Lezer: A parsing system for CodeMirror, inspired by Tree-sitter

lewisjoe · on March 24, 2024

I'm always amazed by Marijn's brilliance (Author of Lezer, CodeMirror and the awesome ProseMirror toolkit)

The level of depth he dives into to perfect his projects is insane. For example, lezer is a parser generator( which by itself is not a trivial feat with novel ideas like incremental computations applied to parsing) to power his mainstream project which is CodeMirror.

Like this Prosemirror too has some insane levels of engineering underneath married with thoughtful architectural decisions.

Apparently, a big fan of his works.

simonw · on March 24, 2024

He's also the author of a really great JavaScript book: https://eloquentjavascript.net/ - which he's been intermittently updating since 2007!

AlexErrant · on March 24, 2024

He's incredibly responsive too. He just answered my question about an hour after it was asked... on a Sunday evening.

Slightly off topic; is anyone aware of any Lezer grammar for regex? I've not been able to find any in the FOSS world. I suspect Regex101 has one, bit it's sadly closed source.

lewisjoe · on March 24, 2024

Yeah, this happened to us too a couple of times. Once, we asked for a clarification and he took it as a sensible requirement, made the changes and took it to master in just over an evening.

The next day we just had to update our package to the latest version and marvel at his response time.

ananthakumaran · on March 25, 2024

Have you checked the js grammar? It has a regex grammar, though not sure if that's what you are looking for

AlexErrant · on March 25, 2024

Indeed ;) https://discuss.codemirror.net/t/help-with-regex-expression-...

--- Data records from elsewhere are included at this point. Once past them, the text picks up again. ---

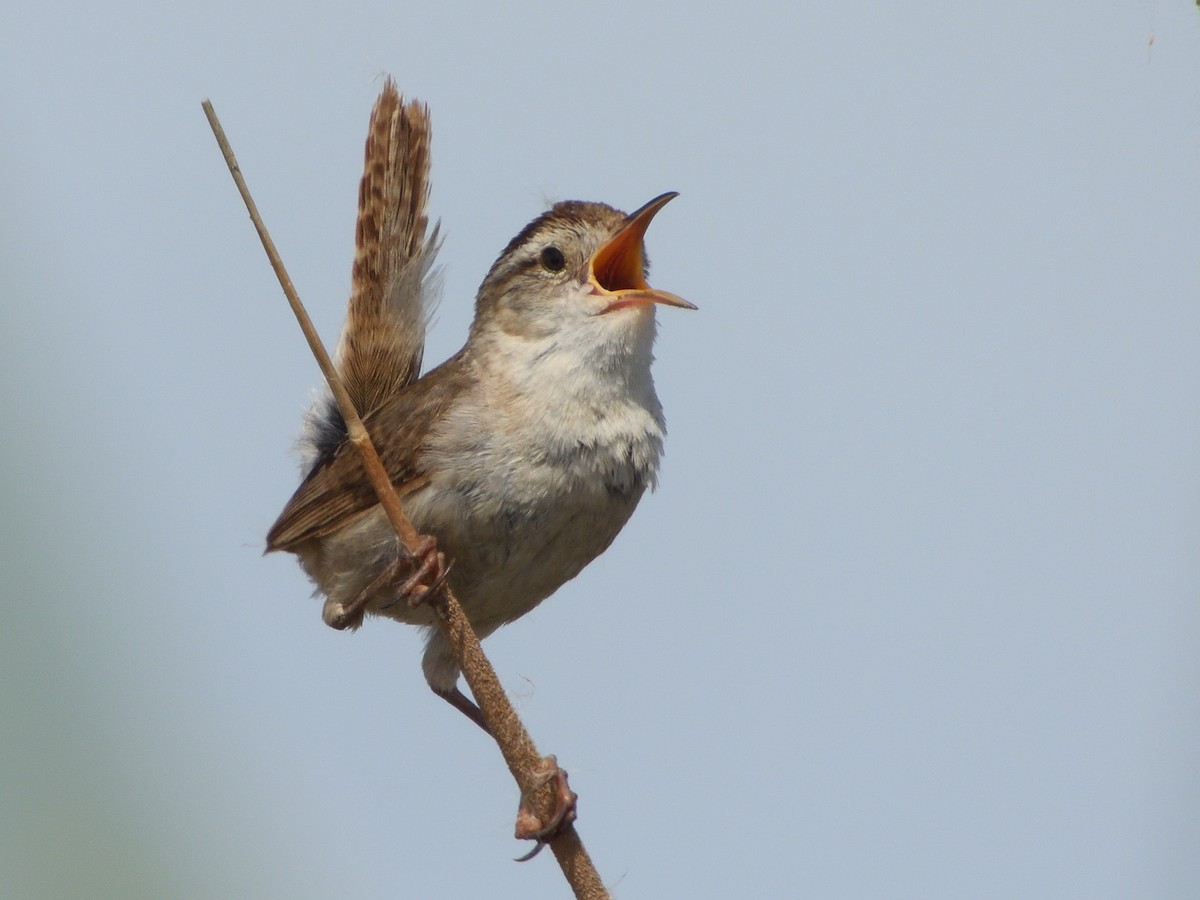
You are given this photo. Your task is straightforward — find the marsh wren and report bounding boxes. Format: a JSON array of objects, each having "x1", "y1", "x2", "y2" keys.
[{"x1": 266, "y1": 82, "x2": 695, "y2": 725}]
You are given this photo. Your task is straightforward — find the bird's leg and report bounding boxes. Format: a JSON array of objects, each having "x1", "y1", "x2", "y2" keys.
[
  {"x1": 433, "y1": 688, "x2": 492, "y2": 737},
  {"x1": 372, "y1": 534, "x2": 450, "y2": 610},
  {"x1": 516, "y1": 756, "x2": 578, "y2": 863},
  {"x1": 325, "y1": 534, "x2": 450, "y2": 630}
]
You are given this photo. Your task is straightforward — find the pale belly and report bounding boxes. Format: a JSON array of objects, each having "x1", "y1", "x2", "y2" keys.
[{"x1": 298, "y1": 460, "x2": 644, "y2": 637}]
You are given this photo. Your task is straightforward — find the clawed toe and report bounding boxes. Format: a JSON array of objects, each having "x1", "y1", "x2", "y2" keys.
[{"x1": 516, "y1": 756, "x2": 578, "y2": 863}]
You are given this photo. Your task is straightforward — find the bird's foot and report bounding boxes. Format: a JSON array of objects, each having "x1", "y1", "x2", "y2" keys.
[
  {"x1": 379, "y1": 534, "x2": 450, "y2": 610},
  {"x1": 324, "y1": 534, "x2": 450, "y2": 630},
  {"x1": 516, "y1": 756, "x2": 578, "y2": 863}
]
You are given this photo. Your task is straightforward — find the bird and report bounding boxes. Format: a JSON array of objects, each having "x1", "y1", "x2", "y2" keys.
[{"x1": 266, "y1": 79, "x2": 696, "y2": 731}]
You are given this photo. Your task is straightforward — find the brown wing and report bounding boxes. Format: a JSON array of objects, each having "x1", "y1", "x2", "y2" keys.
[
  {"x1": 266, "y1": 352, "x2": 469, "y2": 552},
  {"x1": 337, "y1": 78, "x2": 438, "y2": 416}
]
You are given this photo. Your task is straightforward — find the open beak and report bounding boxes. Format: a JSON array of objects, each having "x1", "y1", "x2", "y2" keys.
[{"x1": 588, "y1": 191, "x2": 696, "y2": 314}]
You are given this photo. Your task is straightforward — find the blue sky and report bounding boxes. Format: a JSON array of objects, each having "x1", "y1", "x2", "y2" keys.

RyanHamilton · on March 24, 2024

Massively agree. Code mirror 5 was excellent. Code mirror 6 was a big enough improvement to justify the upgrade. I've used it as part of 2 large projects and it's handled every expanding use case I've needed it to. It supports themes, sql,js and 2 weeks ago I used its diff functionality. Really great library I can fully recommend.

umvi · on March 25, 2024

Code mirror 6 is super hard to use though unless you are a front end expert. Code mirror 5 was basically plug and play. Code mirror 6 is a box of Legos and you are responsible to build and bundle your own editor from scratch.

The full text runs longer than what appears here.